Values are presented as median (interquartile range) or n (%).
There were 768 patients who underwent aortic root replacement at Stanford Healthcare between March 2014 and September 2020. Patients younger than 18 years old (n = 8, 1%) were excluded. Of the 760 patients undergoing aortic root replacement, 41% (n = 315) received a biological CVG, 20% (n = 155) a mechanical CVG, 35% (n = 269) a VSARR, 2.4% (n = 18) a Freestyle aortic root bioprosthesis, and less than 1% received a homograft (n = 3) (Figure 1, A). Reoperative surgery was performed in 23% (n = 175) and de novo operation in the remaining 77% (n = 585) (Figure 1, B). In total, 58% (n = 442) of patients received a RBC transfusion during the hospitalization, whereas 42% (n = 318) did not; 17% (n = 76) received intraoperative RBC transfusion; 34% (n = 149) received a postoperative RBC transfusion; and 49% (n = 217) received both intraoperative and postoperative RBC transfusions. Before propensity matching, the RBC transfusion group had an increased frequency of female sex, non-White race, previous cerebrovascular accident, redo sternotomy, urgent/emergent surgery, and older age. In addition, the RBC transfusion group had greater rates of biological CVG, mechanical CVG, and arch operations, whereas the nontransfused cohort more commonly received a VSARR (Table 1). Preoperative hemoglobin was lower, cardiopulmonary bypass time and crossclamp time were longer, and operative cooling temperature was lower in the transfused cohort. Propensity score matching resulted in 159 pairs with no significant difference in baseline characteristics between transfused and nontransfused cohorts. The SMD was less than 0.2 for all variables, signifying no imbalance between groups.

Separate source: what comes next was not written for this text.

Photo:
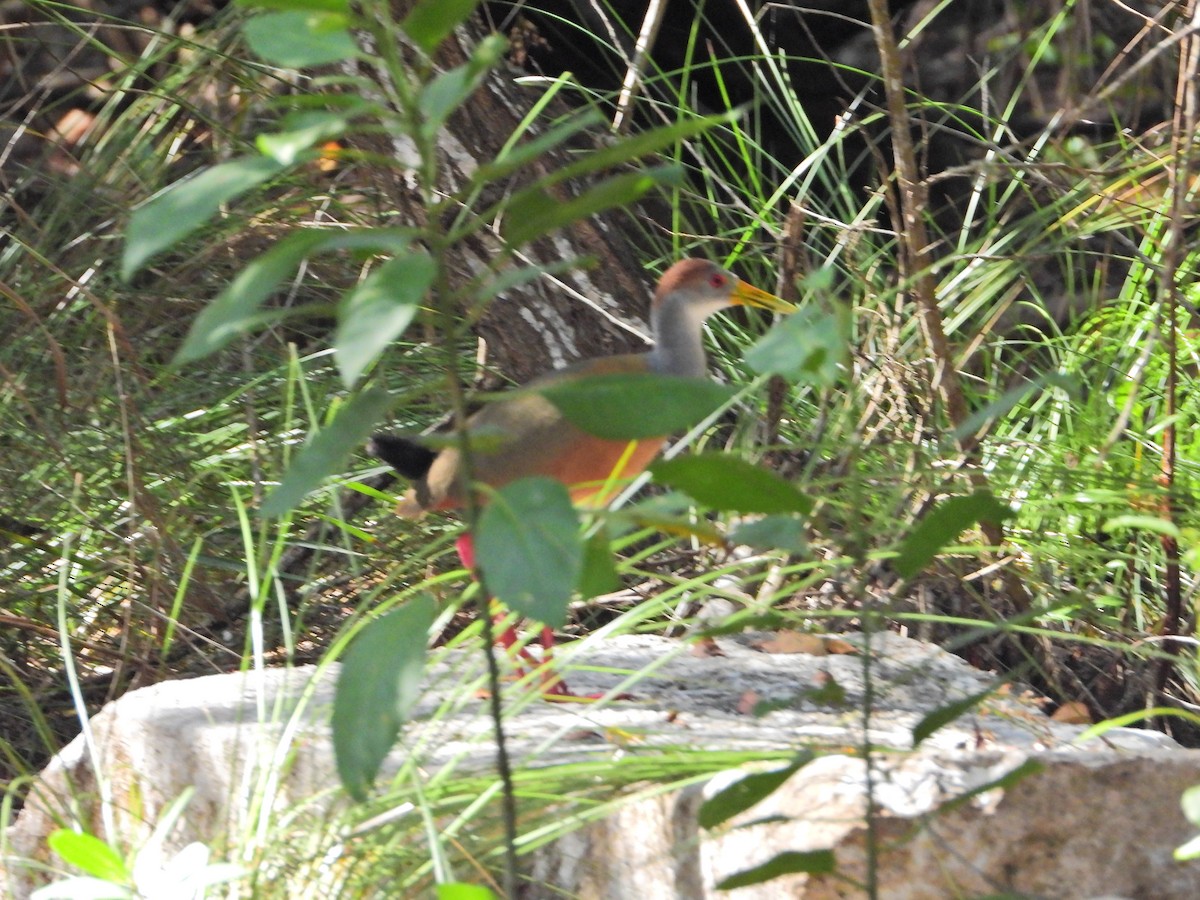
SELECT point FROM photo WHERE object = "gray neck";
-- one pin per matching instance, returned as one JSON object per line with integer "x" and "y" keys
{"x": 678, "y": 346}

Figure 1Distribution of (A) aortic root-replacement types and (B) reoperative cardiac surgery for the entire cohort of 760 patients. CVG, Composite valve graft; VSARR, valve-sparing aortic root replacement.

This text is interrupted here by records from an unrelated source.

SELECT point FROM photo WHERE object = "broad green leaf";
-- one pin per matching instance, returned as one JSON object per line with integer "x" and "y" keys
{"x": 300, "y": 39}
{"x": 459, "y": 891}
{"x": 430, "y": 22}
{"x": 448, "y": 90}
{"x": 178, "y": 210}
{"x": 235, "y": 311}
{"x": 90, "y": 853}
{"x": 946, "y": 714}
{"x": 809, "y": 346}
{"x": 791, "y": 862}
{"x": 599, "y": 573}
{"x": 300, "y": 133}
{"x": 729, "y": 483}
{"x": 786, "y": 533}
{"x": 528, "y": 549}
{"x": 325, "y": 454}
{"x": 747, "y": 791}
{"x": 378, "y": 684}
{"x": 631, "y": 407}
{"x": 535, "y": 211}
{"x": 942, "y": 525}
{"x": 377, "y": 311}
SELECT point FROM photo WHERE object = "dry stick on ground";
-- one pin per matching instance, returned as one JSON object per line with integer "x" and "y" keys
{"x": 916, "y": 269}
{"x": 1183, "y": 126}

In the matched cohort, the RBC transfusion arm included 19% (n = 30) of patients with intraoperative RBC transfusion, 83% (n = 85) of patients receiving postoperative RBC transfusion, and 28% (n = 44) of patients getting both intraoperative and postoperative RBC transfusion. Median intraoperative RBC products per patient were 0 (interquartile range [IQR], 0-2) and 2 (IQR, 1-4) postoperative.

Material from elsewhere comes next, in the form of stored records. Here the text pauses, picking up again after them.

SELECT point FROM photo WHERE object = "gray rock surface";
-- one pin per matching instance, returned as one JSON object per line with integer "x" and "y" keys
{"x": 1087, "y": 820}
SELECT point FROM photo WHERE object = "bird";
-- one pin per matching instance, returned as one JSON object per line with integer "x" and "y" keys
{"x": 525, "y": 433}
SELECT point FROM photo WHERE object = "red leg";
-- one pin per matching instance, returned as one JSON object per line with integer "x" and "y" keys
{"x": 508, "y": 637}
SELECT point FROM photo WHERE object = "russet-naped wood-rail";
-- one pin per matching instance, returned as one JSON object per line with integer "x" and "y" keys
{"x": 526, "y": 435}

Reoperative sternotomy (19% vs 17%; P = .6), urgent surgery (7.5% vs 8.2%; P = .7), emergent surgery (11% vs 8.2% P = .7), and arch operation (31% vs 31%; P > .9) were similar between the transfused and nontransfused groups; however, aortic root type was slightly different between the groups (biological CVG: 47% vs 29%; mechanical CVG: 14% vs 24%; VSARR: 35% vs 46%; and Freestyle: 3.1% vs 1.3%; P = .002, SMD = 0.02). Cardiopulmonary bypass time (235 vs 236 minutes; P > .9), aortic cross times (174 vs 172 minutes; P = .7), circulatory arrest frequency (36% vs 36%; P > .9), circulatory arrest duration (20 vs 21 minutes; P = .9) and lowest temperature (28 vs 28 °C; P > .9) were similar between nontransfused and transfused groups (Table 2).
In-hospital and 30-day mortality were similar between patients who were transfused versus those who were not transfused (in-hospital: 2.5%; n = 4 vs 0%; P = .12; 30 days: 1.9%; n = 3 vs 0%; P = .2.). In addition, no difference in permanent stroke, defined as clinical stroke symptoms lasting greater than 24 hours (3.1% vs 1.9%; P = .7), or permanent pacemaker requirement (5.7% vs 3.8%; P = .4) was observed between groups. Patients who were transfused had greater frequencies of prolonged ventilation greater than 24 hours (23% vs 12%; P = .01); new hemodialysis (5.7% vs 0%; P = .003); reoperation for mediastinal hemorrhage (5.7% vs 0%; P = .003); ICU length of stay (3 vs 2 days; P < .001); and hospital length of stay (8 vs 6 days; P < .001). Hemoglobin level trended lower in the transfusion cohort at discharge; however, this was not significant (8.9 g/dL vs 9.2 g/dL; P = .5) (Table 3).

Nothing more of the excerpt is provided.